BOROMIR: The shards of Narsil! The sword that cut the ring from Sauron's hand.
He picks up the hilt.
Suddenly, ominous music begins. The evil chorus sings in black speech. A dark figure slowly approaches from the left, and a shadow of a hooded and cloaked figure creeps across the wall.
Aragorn leaps up, dropping his book on the chair. We finally see the title, "Leadership for Dummies." Boromir grasps the hilt of Narsil and swings to face the menace.
BOROMIR: What is this new devilry?
The figure stops close to the painting and faces into the camera and into the moonlight. It is--Sister Wendy! The scary music fades into a few pious notes of a church organ.
AUDIENCE: Oh no!
SISTER WENDY: I have been very much looking forward to this visit on our tour of the Art History of the Middle Earth. Here in the charming elven haven of Rivendell, in the ancient house of Lord Elrond, is preserved some of the greatest works of art from all cultures of the Middle Earth. And here we are at the proper time for our first glimpse of the MoLD, the Museum of Lord ElronD. It is best appreciated...
(Here she pauses for a tiny smile and waves her black draped arm in front of her.)
ARAGORN: Elbereth! Uh, can't be, she doesn't wear glasses or have a lisp. It's Sister Wendy!
BOROMIR: (lowering Narsil) Gondor has no Sister Wendy. Gondor needs no Art History.
SISTER WENDY: When I first viewed this painting (gesturing to the painting to her side and behind her), and I must tell the truth here, I simply could not get past the clichéd Elvish style: all that elegant brushwork, the misty glow, and the elongated, ethereal figures. It is just too beautiful to believe it tells the story it does; it's not convincing. But as I began to really look at it, I realized that what most called out to me was, paradoxically, the awful, terrible silence.
(Dramatic pause. Sister Wendy turns and meditates on the painting for a moment.)
SISTER WENDY: In this picture, we see Isildur on his backside, the Dark Lord Sauron looming rather nastily above him out of the mists with his ridiculous spiky helm. Isildur's father has just been slain, the battle is going quite badly, and there seems to be no hope left for the Last Alliance of Men and Elves.

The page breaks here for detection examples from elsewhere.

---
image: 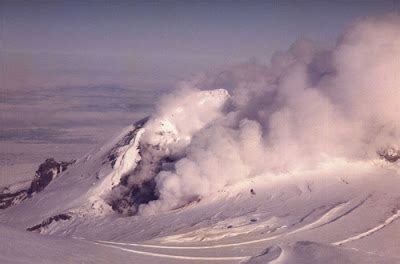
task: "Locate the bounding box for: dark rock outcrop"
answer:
[29,159,75,193]
[0,158,75,209]
[110,179,159,216]
[26,214,72,232]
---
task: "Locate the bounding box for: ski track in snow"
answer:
[74,207,400,262]
[332,210,400,246]
[82,203,354,250]
[82,240,251,261]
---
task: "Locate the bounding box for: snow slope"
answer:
[0,90,400,263]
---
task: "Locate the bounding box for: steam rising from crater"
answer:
[135,15,400,213]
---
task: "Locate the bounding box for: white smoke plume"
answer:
[136,15,400,213]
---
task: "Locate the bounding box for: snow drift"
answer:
[114,15,400,214]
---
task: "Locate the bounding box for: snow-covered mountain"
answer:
[0,13,400,264]
[0,87,400,263]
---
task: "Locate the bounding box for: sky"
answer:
[0,0,396,89]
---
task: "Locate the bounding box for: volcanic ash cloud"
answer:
[141,15,400,213]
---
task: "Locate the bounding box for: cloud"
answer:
[121,15,400,213]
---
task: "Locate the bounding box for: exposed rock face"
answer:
[110,179,159,215]
[0,190,29,209]
[29,159,75,193]
[0,158,75,209]
[26,214,72,232]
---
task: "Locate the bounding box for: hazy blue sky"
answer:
[0,0,394,91]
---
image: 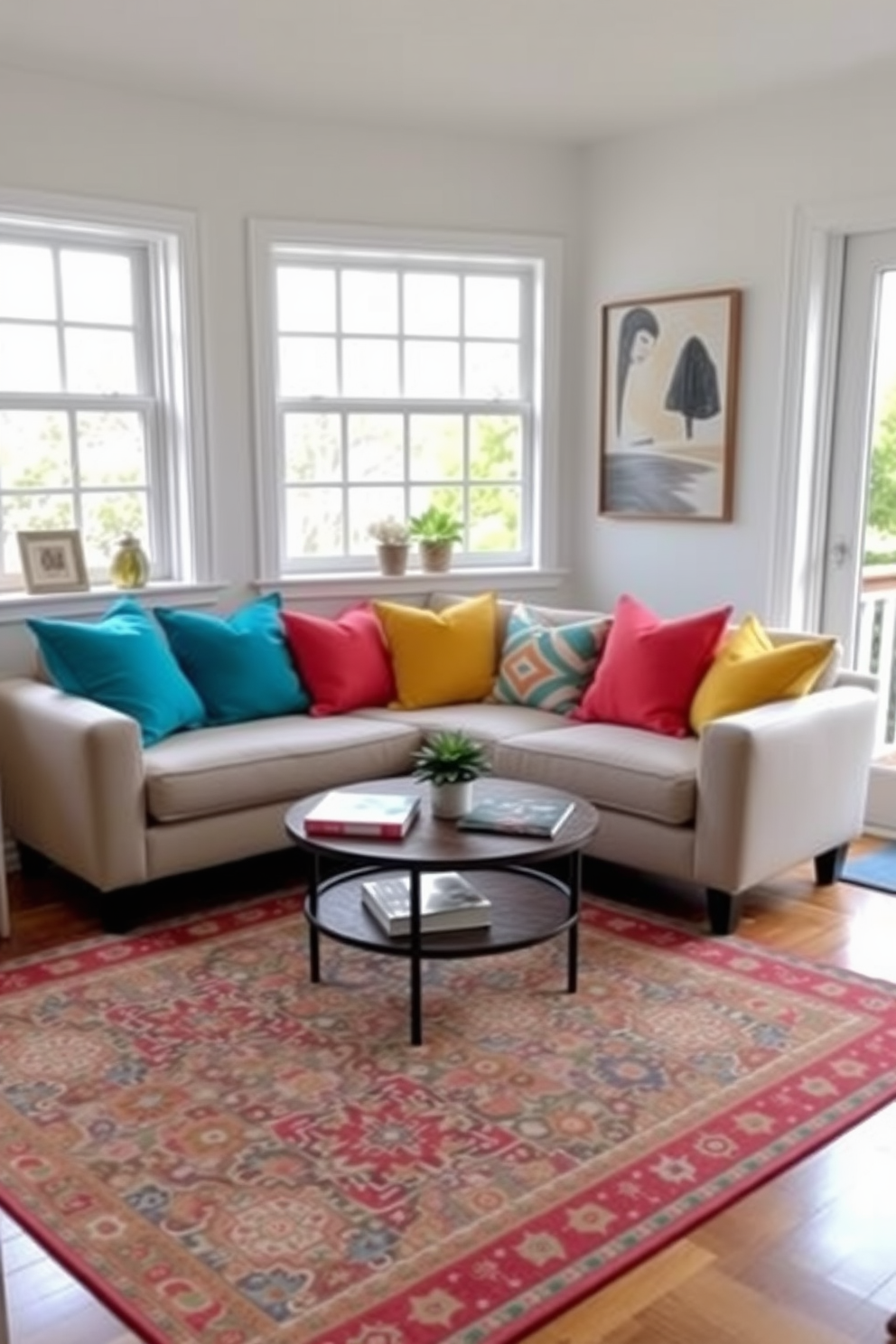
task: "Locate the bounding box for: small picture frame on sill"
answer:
[16,527,90,593]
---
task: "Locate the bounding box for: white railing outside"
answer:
[854,582,896,757]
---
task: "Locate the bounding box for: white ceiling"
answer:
[0,0,896,143]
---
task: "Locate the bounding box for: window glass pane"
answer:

This picture is not intended as a great historical painting. We do not see the orcs swimming in black blood, or arrows flying, or any of the noise and mess of a real battle. Just the dead, and a terrible a contest of wills shrouded in mystery; it is the moment before Isildur in a most desperate and foolishly defiant gesture, swings wildly with the hilt shards of his slain father's sword.
Would this painting have the same impact, I wonder, if it actually showed the triumph of Isildur as he cut the ring from Sauron's hand? I think not. We are rather invited into Isildur's mind at the moment of utter desolation. Where does it come, this defiance in the midst of despair?
The elf who painting this picture, Alanaglar Leelen, rejects utterly the psychoanalytic interpretation, which does seem distressingly obvious, what with the slain good father and the symbolic evil father exacting revenge, and that upright spike of a sword. Rather, in a typically arrogant elvish manner, Leelen is foreshadowing the moral undoing of Isildur, soon after the physical undoing of Sauron.
The very same impulsivity that made Isildur swing at Sauron leads to Isildur's death, and the continuing threat against all of Middle Earth. Isildur kept the ring for himself, rather than destroying it as a more rational, thoughtful Lord Elrond or anyone with sense, that is, and elf, would have done. The painting shows us both the Elvish fear and fascination with the short lifespan and high energy, though often misdirected, of mortal men.
As is often said, mortality is a gift, and a doom, for men. Leelen is reminding us pointedly that men are weak.
ARAGORN: (hanging his head abjectly) The same blood flows in my veins. The same weakness.
BOROMIR: Get a grip!
SISTER WENDY: The shards of Narsil are actually right here in MoLD, held by this somewhat dour looking statue.
(She walks to the statue.)
(With a twinkle in her eye) Some say that the shards of Narsil are still magically sharp after thousands of years.
(Boromir impulsively pricks his finger with the shard he carries.)
BOROMIR: Still sharp! But no more than a broken handle.
ARAGORN: You see, there goes more of the blood of Numenor.
(Boromir drops Narsil clumsily, then stalks off, sucking on his finger).
SISTER WENDY: Next, here at the MoLD, we will examine the ornate furniture, especially headboards, of the immortal elves that have altogether too much time for craftsmanship.
In our next installment of Art History of the Middle Earth, we will explore the glorious turrets of Barad-dur by torchlight, as well as examine the Argonath, that masterwork of Numenorean excess.
(She glides of, hands folded in front of her. The camera cuts to artful views of leaves in pools of water, arched columns against the sky, etc.)